Free school meals – touted furiously by Clegg but within the remit of the Department for Education and the pugnacious, tribal and influential Michael Gove – ticks all the boxes of a nasty wound to party trust. An externalised, inter-departmental row symptomatic of damaged relations, which only serves to dent increasingly delicate trust between elites in the two coalition parties.

Careless whispers

Comparative work by Andeweg and Timmermans on conflict management in coalitions, perhaps unsurprisingly, found the potency of disagreements between parties is pronounced when externalised and echoed beyond the cabinet table. They also found conflicts that develop from inter-departmental bouts, which are commonplace, to the existential threat of disagreements between the parties of government, have long-term repercussions.

Eventually, these issues are transferred to what is known in the jargon as the “government formation arena”. Basically, they may be brought up when the Liberal Democrats are deciding what to do for the next five years, should they get the chance to play kingmaker again.
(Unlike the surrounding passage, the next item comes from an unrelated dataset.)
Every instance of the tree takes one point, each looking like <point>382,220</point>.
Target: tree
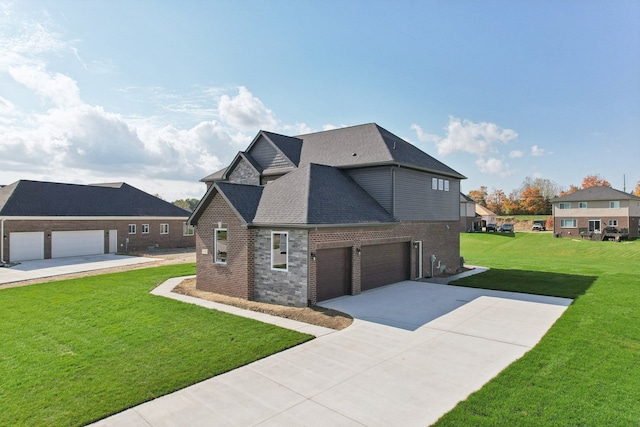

While the extent to which this matters remains, right now, a moot point – the electoral fundamentals mean psephologists are agreed a hung parliament remains a strong likelihood. Then, this stuff might really make a difference. Employing data on coalitions in Eastern and Western Europe from 1950 through to 2006, the political scientist Margit Tavits found strong party conflict significantly reduced the chances of parties coalescing in future.

Of course, the difficulty of studying the internal dynamics of government, and coalition negotiations, is their innately impermeable nature. The true damage to relations cannot be fully known till the inevitable reveal-all memoirs. Yet Bagehot’s claim that “the most curious point about the cabinet is that so little is known about it” no longer rings wholly true. Matthew D’Ancona’s close-up portrayal In it Together revealed perceptible fault lines within the government, that have only widened.

Questions of personal chemistry and “who gets along with who” may seem like playground stuff, but it has also been shown to matter. Backbench Conservative MPs and grass-roots activists may revel in a policy of aggressive differentiation, particularly after European parliamentary results that will make bleak reading. They should be careful what they wish for.